Plus de 15000 jeunes Tunisiens étudient en France ; la nouvelle loi sur l’attractivité universitaire devrait faciliter leurs conditions d’études et de travail après un quinquennat Sarkozy et une circulaire Guéant hostiles aux talents étrangers.
« Il faut mettre fin aux pratiques qui donnent une image très fermée de notre pays », a affirmé Geneviève Fioraso, ministre de l’Enseignement supérieur et de la Recherche.
Une commission parlementaire dirigée par la sénatrice Dominique Guillot a ainsi bûché sur les dispositions de cette nouvelle loi Guillot et apporté des modifications à 6 articles de la constitution française concernant le statut des étudiants étrangers en France.

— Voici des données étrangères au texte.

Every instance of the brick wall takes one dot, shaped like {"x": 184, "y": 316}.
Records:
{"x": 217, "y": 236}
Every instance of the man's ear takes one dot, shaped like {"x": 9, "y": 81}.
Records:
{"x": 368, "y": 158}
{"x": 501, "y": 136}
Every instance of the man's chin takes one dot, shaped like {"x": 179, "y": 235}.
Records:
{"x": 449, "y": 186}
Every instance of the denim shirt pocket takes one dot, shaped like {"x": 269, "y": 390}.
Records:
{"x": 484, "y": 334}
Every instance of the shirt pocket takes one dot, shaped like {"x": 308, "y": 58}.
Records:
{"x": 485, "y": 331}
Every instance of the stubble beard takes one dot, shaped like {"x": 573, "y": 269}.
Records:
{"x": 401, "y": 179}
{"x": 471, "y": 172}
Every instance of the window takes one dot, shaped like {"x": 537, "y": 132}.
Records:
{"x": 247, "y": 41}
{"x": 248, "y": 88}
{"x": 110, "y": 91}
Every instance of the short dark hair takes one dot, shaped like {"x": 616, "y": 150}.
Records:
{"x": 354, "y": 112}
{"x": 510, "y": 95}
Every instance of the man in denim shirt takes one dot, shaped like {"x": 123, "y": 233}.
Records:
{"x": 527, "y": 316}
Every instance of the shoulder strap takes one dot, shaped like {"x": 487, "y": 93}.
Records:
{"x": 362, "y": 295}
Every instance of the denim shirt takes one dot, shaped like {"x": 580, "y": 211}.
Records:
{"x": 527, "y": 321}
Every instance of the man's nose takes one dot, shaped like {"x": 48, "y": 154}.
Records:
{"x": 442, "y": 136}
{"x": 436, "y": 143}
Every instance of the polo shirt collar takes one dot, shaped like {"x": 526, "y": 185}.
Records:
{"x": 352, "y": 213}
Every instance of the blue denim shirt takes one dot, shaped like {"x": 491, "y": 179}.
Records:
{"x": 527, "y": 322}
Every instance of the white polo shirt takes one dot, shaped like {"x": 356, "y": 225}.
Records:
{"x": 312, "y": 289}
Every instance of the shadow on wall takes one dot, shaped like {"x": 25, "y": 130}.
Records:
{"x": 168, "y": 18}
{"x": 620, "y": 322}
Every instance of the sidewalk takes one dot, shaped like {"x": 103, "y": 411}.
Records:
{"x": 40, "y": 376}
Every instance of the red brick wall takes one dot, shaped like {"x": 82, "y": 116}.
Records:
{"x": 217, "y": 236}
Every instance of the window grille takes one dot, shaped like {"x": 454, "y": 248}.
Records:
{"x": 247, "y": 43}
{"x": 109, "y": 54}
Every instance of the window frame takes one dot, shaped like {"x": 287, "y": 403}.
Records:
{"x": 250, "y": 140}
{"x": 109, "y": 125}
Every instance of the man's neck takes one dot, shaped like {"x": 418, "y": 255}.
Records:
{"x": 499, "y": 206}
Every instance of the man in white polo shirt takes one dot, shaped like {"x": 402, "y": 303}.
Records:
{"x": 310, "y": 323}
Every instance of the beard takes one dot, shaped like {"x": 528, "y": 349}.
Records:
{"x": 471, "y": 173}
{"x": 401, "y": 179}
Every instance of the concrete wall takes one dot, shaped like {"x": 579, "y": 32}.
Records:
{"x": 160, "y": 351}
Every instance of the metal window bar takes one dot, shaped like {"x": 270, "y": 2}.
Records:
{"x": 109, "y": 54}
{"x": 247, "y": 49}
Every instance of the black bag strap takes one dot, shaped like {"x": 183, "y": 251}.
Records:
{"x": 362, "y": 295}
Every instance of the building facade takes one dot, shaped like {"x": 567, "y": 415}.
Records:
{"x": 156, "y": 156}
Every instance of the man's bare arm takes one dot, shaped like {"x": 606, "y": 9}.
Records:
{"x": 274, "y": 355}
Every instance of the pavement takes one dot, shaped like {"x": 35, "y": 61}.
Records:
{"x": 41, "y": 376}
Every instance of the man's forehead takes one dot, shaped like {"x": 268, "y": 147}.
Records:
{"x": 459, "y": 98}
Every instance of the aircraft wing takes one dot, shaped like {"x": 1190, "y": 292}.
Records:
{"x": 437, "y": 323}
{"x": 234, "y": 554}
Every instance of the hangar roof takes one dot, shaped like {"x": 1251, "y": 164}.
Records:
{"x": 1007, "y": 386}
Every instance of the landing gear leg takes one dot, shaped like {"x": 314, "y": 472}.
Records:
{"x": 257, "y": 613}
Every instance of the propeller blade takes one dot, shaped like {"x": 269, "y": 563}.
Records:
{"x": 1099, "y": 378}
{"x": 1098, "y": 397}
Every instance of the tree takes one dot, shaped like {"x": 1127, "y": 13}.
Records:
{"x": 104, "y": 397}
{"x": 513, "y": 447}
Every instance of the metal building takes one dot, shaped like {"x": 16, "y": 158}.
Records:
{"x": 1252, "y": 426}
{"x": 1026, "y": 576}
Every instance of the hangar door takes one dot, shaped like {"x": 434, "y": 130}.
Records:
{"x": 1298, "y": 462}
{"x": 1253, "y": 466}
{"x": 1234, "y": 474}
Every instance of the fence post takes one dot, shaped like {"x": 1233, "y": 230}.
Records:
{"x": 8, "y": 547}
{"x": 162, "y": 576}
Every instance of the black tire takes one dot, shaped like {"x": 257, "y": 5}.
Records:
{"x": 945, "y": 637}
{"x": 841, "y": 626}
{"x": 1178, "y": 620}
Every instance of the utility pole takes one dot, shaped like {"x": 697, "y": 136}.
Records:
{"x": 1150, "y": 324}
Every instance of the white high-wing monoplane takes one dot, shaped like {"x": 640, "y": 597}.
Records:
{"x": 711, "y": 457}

Le prochain débat qui se tiendra le 29 mai prochain à l’Assemblée nationale et portera uniquement sur les salariés et étudiants, sera alimenté par la proposition de loi de Dominique Guillot, mais également par un document du Secrétariat général à l’Immigration et à l’intégration (SGII), et par un rapport du député en Mission Matthias FEKL. Les débats déboucheront sur un projet de loi du ministère de l’Intérieur, qui devrait donc avoir néanmoins le dernier mot concernant le futur droit applicable aux étudiants étrangers en France.Ce que note, sur les ondes de RFI, la sénatrice Dominique Guillot, dont le projet de loi avait déjà été déposé le 12 février 2013 : « [Cette proposition de loi] aurait pu passer assez rapidement en inscription au Sénat dans une fenêtre parlementaire, mais l’annonce du débat à l’Assemblée nationale et au Sénat […] qui est préparé actuellement par le ministre de l’intérieur, en coopération avec […]le ministère des affaires étrangères et le ministère de l’enseignement supérieur, interdit la discussion sur la proposition de loi que je propose. »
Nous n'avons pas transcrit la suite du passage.